Last year, I celebrated my 50th birthday. This milestone had me reflecting on the paths I’ve chosen in my life my career, and the healthcare technology management (HTM) industry.
One of the more notable forks in the road for me came when I was 23 years old. I had by this age reached my lowest point. With no college degree and two daughters under three years old, I was unable to land a job that paid me enough to afford daycare, let alone provide for my family.
I recorded a short video telling the story of how I came to work in the HTM industry. The video accompanied an application for a grant aimed at bringing more women and minorities into technology-based careers.
I still feel that resolve from that time period like it was yesterday. It was one of those “enough is enough” times in life that perhaps you’ve experienced as well. The love I felt for my girls and the desire to give them the best life possible spurred me into taking action. I was determined to get a college degree, though I’d be the first in my family to do so and I had no idea how to go about it.
And so, I did what we all do when the way forward is unclear—I just started trying things.
I must have applied for thirty scholarships, but I knew I’d need to stay close to my family who I’d rely on to help me with the girls while I attended classes. I turned over every rock, exploring every idea, lead or contact that I came across. Figuring this out became my mission.
Ultimately, I was awarded a scholarship that had been established to fund the education of women seeking “nontraditional” careers. The vocations offered were welding, auto mechanics, and biomedical electronics technology. I selected biomed because it was the only option that came with a college degree (the others were technical certificates), and I didn’t really see myself welding or fixing cars.
Truth be told, I was also apprehensive about biomed. While I had mastered the art of getting my (unreliable) car started, no one would have considered me to be technically savvy. But by April of 1995, I had made it through my coursework and was completing the internship that was the capstone of my degree when I received a job offer from the company I was interning with. That offer was for full time employment as a biomedical equipment technician at a local hospital earning $10 an hour. It was the most I’d ever made!
I remember crying with pride as I shared the news with my parents, and I still have that offer letter in my desk drawer today. After more than two years of trying, failing, feeling uncomfortable, learning, and staying resolute I’d achieved what I’d set out to do.
I spent the next 15 years servicing medical equipment in a variety of roles: BMET and field service engineer, generalist and specialist. While I continually earned high praise for my work, I never considered myself a great technician. The mentors who guided me during my early career seemed to have an innate talent for understanding how things work and why they don’t and would forever be my benchmark of what a great BMET looks like. The truth is they just had more practice than I did, and they used consistent methods for organizing, managing and performing their work. Once I grasped the idea that I could excel in anything I did if I committed to excellence in the way I work, I couldn’t be stopped!
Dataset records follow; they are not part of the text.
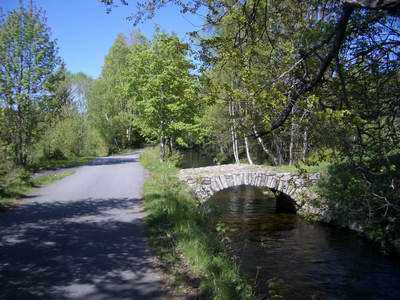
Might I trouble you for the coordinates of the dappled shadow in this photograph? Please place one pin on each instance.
(86, 249)
(113, 160)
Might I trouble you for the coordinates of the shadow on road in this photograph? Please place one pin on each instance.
(112, 160)
(86, 249)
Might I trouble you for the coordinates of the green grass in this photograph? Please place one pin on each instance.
(61, 163)
(321, 167)
(182, 237)
(20, 188)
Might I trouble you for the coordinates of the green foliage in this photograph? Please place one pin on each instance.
(367, 196)
(163, 90)
(28, 75)
(178, 226)
(72, 136)
(110, 109)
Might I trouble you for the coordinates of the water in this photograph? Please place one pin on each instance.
(314, 261)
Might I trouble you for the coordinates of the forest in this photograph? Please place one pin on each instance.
(290, 83)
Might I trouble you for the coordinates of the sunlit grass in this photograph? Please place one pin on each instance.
(20, 188)
(61, 163)
(181, 235)
(321, 167)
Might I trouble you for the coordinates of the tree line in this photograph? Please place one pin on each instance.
(303, 82)
(273, 82)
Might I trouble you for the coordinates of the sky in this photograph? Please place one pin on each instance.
(85, 32)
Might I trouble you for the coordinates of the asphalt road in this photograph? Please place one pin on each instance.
(80, 238)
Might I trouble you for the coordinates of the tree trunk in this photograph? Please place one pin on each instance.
(234, 134)
(246, 142)
(291, 145)
(264, 147)
(305, 144)
(162, 149)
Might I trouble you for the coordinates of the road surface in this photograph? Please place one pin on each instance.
(80, 238)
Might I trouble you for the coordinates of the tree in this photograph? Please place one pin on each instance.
(163, 90)
(29, 71)
(109, 106)
(331, 24)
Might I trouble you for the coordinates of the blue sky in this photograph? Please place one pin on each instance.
(85, 32)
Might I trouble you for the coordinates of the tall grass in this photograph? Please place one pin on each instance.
(181, 235)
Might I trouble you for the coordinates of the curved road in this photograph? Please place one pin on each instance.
(80, 238)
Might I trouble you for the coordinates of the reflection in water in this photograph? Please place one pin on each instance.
(313, 260)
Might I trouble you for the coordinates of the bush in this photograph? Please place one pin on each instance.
(70, 137)
(179, 228)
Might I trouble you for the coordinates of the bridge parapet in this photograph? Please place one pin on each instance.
(205, 182)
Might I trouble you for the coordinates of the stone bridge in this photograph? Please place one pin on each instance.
(205, 182)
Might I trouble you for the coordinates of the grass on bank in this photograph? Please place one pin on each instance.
(53, 164)
(182, 237)
(22, 187)
(322, 167)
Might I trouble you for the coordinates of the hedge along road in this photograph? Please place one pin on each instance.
(81, 238)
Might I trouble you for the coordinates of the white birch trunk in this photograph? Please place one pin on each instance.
(246, 142)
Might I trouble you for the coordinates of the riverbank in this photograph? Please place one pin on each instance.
(191, 253)
(21, 182)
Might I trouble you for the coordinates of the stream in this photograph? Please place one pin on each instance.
(310, 261)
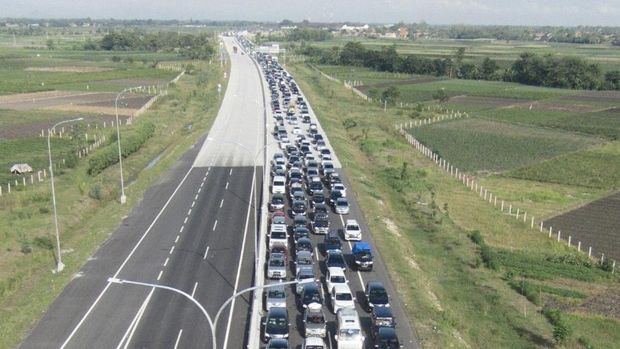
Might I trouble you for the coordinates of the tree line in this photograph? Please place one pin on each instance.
(529, 68)
(197, 46)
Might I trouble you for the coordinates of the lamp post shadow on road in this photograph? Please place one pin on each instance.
(123, 197)
(59, 264)
(212, 322)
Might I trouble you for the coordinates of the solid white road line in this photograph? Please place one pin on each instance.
(105, 289)
(176, 344)
(194, 290)
(245, 233)
(134, 323)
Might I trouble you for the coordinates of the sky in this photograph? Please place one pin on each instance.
(509, 12)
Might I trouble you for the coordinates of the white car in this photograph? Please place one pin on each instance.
(278, 237)
(314, 343)
(278, 185)
(341, 297)
(341, 188)
(335, 276)
(349, 331)
(352, 230)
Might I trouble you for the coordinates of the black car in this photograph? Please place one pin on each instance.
(335, 258)
(276, 324)
(300, 232)
(376, 295)
(332, 242)
(310, 293)
(277, 202)
(386, 338)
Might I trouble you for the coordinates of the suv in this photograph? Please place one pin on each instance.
(275, 296)
(352, 230)
(376, 295)
(332, 242)
(341, 297)
(276, 324)
(276, 268)
(314, 321)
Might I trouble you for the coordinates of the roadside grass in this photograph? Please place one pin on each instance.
(88, 207)
(422, 218)
(597, 167)
(481, 145)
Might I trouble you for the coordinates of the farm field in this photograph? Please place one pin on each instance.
(477, 145)
(426, 220)
(505, 52)
(597, 222)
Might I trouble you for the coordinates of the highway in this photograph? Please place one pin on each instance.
(192, 231)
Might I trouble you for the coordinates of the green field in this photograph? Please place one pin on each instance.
(480, 145)
(17, 78)
(475, 50)
(423, 218)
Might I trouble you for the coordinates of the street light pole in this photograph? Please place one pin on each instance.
(212, 323)
(59, 265)
(118, 139)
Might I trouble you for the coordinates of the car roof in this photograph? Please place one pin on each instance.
(382, 311)
(374, 284)
(335, 271)
(277, 311)
(342, 288)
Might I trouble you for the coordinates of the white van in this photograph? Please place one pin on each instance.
(349, 332)
(278, 185)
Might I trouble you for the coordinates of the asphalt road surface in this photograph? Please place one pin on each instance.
(192, 231)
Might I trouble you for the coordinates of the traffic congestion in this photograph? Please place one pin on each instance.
(312, 234)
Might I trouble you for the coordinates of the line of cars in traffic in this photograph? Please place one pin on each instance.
(305, 189)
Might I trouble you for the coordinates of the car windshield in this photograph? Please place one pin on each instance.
(277, 323)
(315, 319)
(278, 235)
(379, 295)
(349, 334)
(338, 279)
(276, 294)
(344, 297)
(276, 262)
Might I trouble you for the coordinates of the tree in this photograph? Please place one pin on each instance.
(441, 95)
(390, 94)
(488, 67)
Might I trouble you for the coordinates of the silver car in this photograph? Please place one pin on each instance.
(314, 321)
(276, 268)
(275, 297)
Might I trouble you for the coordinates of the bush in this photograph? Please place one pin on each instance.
(130, 144)
(44, 242)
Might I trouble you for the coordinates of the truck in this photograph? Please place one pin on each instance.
(362, 254)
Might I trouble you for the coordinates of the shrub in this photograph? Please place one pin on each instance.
(130, 143)
(44, 242)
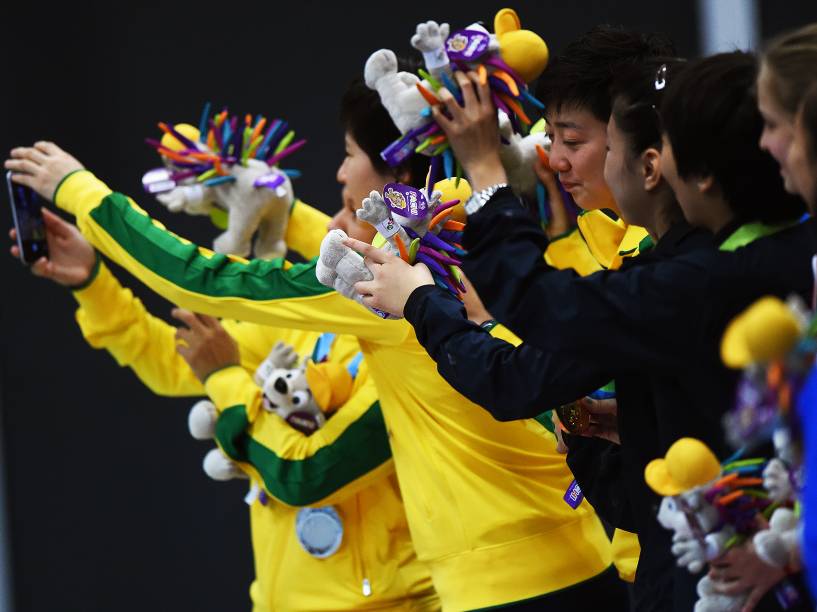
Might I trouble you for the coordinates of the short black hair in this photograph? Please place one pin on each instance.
(366, 119)
(710, 117)
(581, 76)
(636, 96)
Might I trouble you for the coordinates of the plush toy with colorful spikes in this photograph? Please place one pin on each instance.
(710, 508)
(228, 168)
(506, 61)
(411, 225)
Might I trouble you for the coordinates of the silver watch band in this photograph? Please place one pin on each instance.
(481, 197)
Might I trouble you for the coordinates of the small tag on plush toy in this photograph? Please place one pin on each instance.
(400, 150)
(405, 200)
(158, 180)
(272, 181)
(573, 495)
(466, 45)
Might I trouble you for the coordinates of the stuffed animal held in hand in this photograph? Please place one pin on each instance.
(228, 169)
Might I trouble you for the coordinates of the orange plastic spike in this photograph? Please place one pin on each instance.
(430, 97)
(722, 501)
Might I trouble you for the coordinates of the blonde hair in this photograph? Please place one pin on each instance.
(791, 62)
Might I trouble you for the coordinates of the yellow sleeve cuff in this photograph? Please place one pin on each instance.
(79, 192)
(233, 386)
(306, 229)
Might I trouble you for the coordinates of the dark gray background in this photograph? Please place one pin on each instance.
(108, 507)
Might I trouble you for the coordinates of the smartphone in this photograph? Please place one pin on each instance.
(26, 210)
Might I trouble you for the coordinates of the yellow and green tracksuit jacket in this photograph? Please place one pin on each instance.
(599, 242)
(484, 500)
(347, 463)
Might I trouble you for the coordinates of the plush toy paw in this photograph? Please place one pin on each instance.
(219, 467)
(191, 199)
(340, 267)
(202, 420)
(380, 64)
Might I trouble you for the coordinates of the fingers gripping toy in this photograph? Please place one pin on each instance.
(228, 168)
(709, 507)
(506, 61)
(413, 227)
(302, 395)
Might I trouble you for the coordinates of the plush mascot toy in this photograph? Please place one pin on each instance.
(506, 60)
(774, 343)
(709, 507)
(302, 395)
(411, 225)
(228, 168)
While I grew my skills, I came to realize I had no interest in devoting the time and focus necessary to become a technical expert. It was around this time that it occurred to me to stop and consider how I did want my career to progress. Again, personal circumstances played a role in my reaching this existential pivot point. The shock of September 11th, and later a divorce, led me to a new resolve to build a more purposeful life—whatever that means. When it came to my work, I decided I wanted to find a role that provided an opportunity to influence the industry in a positive way.
With my girls then in high school, I started on a new journey. This time, I wanted to explore roles in HTM that stretched me and allowed me to learn and grow. I worked as a trainer, auditor, consultant, and business manager, all while earning my bachelor’s and master’s degrees. This ‘sampling’ approach helped me discover what type of work I loved to do and where my strengths were. It also made me realize I had some limiting beliefs, and I’d need to challenge myself in new ways if I were to achieve new things.
Fast forward to today, and I find myself celebrating my 25th year in this industry and leading one of the largest HTM organizations in the world.
Over the years, my daughters have watched me succeed and fail, stumble and recover. While they really like to recount my failure stories (with lots good-humored razzing), I also see them demonstrate a tenacity I like to think they learned from their mom. And I’m proud of the independent young women they’ve become, out there charting their own way forward, knowing the only “right” path is the one you choose for yourself.
And today, as we all learn and adapt to new challenges, many of us are pursuing new opportunities, taking new approaches and letting go of the traditions that no longer serve us. If you’re in this camp and happen to be considering a career in HTM, I wholeheartedly encourage you to explore this path further. Set aside everything you think you know about a career in a technical field, at least for a moment.
HTM is an industry for those who like to be challenged. We’re a profession that requires diligence, integrity, problem-solving, cooperation and communication. We need people who care about the work they do and the people they serve. We need you—we’ll teach you the technology.
While there are significantly more women in our industry today than there were 25 years ago, some might still call HTM a “nontraditional” career field for women. I believe many women just can’t imagine themselves in a technical career. They may not understand the work involved and so they don’t pursue these technical fields. If sharing my story encourages women to take a chance on a career in healthcare technology, I’ll count that as having positively impacted our industry.
Donna Marie Dyer is senior director of healthcare technology management at GE Healthcare and a member of the AAMI Foundation Board of Directors.